“Year 1 of the Trump administration was a series of tough tweets and statements, but very little or restrained action,” said Heather A. Conley, a senior vice president at the Center for Strategic and International Studies in Washington and a former State Department official under President George W. Bush.
“Year 2,” she added, “is a significant transition to action as the president not only feels more comfortable in taking unilateral decisions but grows confident that the more the so-called experts tell him it is the wrong thing to do, the more he is encouraged to take that exact step.”

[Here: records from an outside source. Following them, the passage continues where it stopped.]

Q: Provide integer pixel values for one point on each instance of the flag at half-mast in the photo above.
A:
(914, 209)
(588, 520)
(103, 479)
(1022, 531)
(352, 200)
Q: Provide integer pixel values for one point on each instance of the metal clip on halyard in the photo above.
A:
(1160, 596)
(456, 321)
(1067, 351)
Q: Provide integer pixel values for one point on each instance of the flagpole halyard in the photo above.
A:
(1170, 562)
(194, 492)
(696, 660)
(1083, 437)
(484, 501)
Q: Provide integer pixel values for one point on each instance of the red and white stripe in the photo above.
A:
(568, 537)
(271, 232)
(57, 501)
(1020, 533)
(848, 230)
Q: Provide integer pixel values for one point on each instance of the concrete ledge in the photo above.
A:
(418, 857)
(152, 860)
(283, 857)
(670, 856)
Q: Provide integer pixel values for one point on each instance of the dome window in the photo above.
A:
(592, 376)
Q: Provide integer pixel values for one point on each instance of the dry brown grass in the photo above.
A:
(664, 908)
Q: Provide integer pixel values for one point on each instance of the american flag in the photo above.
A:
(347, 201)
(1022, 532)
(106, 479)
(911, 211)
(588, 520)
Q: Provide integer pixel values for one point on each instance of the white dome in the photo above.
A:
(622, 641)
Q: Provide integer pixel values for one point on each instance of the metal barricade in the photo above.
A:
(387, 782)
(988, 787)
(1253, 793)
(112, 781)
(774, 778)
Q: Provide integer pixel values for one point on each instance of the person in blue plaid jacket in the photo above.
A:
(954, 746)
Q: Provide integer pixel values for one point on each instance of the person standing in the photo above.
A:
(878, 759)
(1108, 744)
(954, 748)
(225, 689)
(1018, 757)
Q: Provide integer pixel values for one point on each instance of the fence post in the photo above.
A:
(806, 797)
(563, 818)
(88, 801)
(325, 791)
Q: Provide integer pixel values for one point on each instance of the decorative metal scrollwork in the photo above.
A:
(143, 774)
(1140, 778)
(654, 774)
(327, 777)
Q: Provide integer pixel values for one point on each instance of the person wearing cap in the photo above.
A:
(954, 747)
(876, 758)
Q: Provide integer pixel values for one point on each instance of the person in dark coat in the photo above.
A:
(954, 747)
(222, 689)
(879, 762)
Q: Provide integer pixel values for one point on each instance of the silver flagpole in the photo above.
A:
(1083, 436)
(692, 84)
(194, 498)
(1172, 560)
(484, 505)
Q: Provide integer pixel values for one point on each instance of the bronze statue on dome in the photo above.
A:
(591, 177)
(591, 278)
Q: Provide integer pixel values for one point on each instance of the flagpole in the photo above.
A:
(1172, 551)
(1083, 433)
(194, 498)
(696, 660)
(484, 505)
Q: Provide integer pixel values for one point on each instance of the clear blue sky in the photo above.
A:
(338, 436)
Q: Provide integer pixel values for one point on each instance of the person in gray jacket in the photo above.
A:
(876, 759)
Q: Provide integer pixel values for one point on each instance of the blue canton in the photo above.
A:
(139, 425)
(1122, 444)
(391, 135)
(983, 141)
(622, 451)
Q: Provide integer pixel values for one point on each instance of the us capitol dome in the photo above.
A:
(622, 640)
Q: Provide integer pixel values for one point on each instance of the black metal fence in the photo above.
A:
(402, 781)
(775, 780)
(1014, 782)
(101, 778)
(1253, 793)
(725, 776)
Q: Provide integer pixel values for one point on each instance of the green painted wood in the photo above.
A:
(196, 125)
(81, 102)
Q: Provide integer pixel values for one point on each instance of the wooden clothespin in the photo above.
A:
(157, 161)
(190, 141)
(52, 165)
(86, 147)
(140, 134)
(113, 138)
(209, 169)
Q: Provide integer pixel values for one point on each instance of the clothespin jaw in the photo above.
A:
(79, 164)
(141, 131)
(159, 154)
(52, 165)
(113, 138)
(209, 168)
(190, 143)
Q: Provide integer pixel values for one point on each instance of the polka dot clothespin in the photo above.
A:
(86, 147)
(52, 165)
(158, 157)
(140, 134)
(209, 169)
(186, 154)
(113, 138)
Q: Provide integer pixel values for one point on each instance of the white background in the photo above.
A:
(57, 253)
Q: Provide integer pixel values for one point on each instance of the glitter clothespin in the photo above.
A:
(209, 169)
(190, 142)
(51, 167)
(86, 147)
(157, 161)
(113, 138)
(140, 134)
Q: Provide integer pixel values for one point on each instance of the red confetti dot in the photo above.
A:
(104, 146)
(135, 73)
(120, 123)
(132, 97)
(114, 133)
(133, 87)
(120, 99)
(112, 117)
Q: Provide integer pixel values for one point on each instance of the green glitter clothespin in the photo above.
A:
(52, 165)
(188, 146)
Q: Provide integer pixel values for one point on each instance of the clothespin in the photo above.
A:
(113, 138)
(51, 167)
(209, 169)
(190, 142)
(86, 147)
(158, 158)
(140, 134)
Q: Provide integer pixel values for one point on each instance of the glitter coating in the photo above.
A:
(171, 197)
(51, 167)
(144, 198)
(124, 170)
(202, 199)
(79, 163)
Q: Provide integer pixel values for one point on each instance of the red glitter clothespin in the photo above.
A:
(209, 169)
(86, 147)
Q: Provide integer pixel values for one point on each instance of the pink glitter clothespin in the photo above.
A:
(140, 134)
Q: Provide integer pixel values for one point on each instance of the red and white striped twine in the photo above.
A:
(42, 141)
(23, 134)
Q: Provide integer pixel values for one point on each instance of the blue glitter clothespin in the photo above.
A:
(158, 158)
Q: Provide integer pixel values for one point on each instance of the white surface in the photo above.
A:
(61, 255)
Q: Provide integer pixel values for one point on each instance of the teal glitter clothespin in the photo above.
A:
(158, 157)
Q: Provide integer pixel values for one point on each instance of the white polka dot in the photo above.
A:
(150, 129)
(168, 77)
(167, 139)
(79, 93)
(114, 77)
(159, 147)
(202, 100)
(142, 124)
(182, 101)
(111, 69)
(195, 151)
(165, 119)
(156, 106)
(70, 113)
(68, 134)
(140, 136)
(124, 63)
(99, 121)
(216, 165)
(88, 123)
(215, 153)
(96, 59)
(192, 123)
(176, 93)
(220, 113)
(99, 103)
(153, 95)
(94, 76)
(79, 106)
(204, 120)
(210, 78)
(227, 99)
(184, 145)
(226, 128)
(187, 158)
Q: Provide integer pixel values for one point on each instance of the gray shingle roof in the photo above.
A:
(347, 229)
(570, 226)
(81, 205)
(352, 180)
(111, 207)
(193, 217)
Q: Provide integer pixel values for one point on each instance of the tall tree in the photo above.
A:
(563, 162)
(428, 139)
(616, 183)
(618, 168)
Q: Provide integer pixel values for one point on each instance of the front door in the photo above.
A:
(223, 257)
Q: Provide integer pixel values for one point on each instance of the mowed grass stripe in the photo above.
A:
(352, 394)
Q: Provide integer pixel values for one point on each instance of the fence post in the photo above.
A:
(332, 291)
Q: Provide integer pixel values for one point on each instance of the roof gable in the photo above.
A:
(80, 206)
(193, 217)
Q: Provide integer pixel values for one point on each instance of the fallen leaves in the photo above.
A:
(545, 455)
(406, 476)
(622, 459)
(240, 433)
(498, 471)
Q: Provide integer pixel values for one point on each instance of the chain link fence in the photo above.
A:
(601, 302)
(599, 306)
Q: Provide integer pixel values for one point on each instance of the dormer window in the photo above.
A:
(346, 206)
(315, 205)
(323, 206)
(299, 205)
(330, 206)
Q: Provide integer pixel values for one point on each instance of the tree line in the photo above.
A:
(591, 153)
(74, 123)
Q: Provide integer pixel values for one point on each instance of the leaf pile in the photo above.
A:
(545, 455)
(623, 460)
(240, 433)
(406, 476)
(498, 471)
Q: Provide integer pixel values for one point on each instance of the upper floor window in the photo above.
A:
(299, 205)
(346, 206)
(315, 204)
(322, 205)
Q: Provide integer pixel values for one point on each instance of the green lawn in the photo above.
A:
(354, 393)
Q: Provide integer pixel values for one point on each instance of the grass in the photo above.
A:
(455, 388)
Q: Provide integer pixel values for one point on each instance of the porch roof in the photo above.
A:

That is not to say that Mr. Trump did not take actions in his first year that upended convention. Most prominently, he announced that he would withdraw the United States from two major international agreements negotiated by his predecessor President Barack Obama: the Trans-Pacific Partnership trade pact and the Paris climate change accord.
Those moves sent a strong early signal of Mr. Trump’s rejection of multilateral diplomacy and the global integration favored for the most part by presidents of both parties in the generations since World War II. But neither had an immediate tangible effect. The trade pact had yet to be approved by Congress and, given opposition in both parties, might never have been. And the climate accord had yet to go into force and, under its cumbersome rules, the United States cannot technically withdraw until 2020.
Mr. Tillerson and other advisers were more concerned about the consequences of initiatives like moving the American Embassy in Israel from Tel Aviv to the contested city of Jerusalem, which would alienate the Palestinians and undercut prospects for peace; ripping up Nafta, which has governed trade in North America for a quarter-century; or starting tariff wars, which could provoke retaliation and damage certain industries.
In many cases, Mr. Trump grudgingly acceded to their caution, delaying decisions while insisting he would not do so forever and demanding better options. But now he has grown impatient and more confident in his own judgment with a new team that reinforces rather than argues with his instincts.
“Bolton and Pompeo joining the team left Mattis isolated in arguing the Iran deal was working,” said James M. Goldgeier, a professor and former dean of international relations at American University.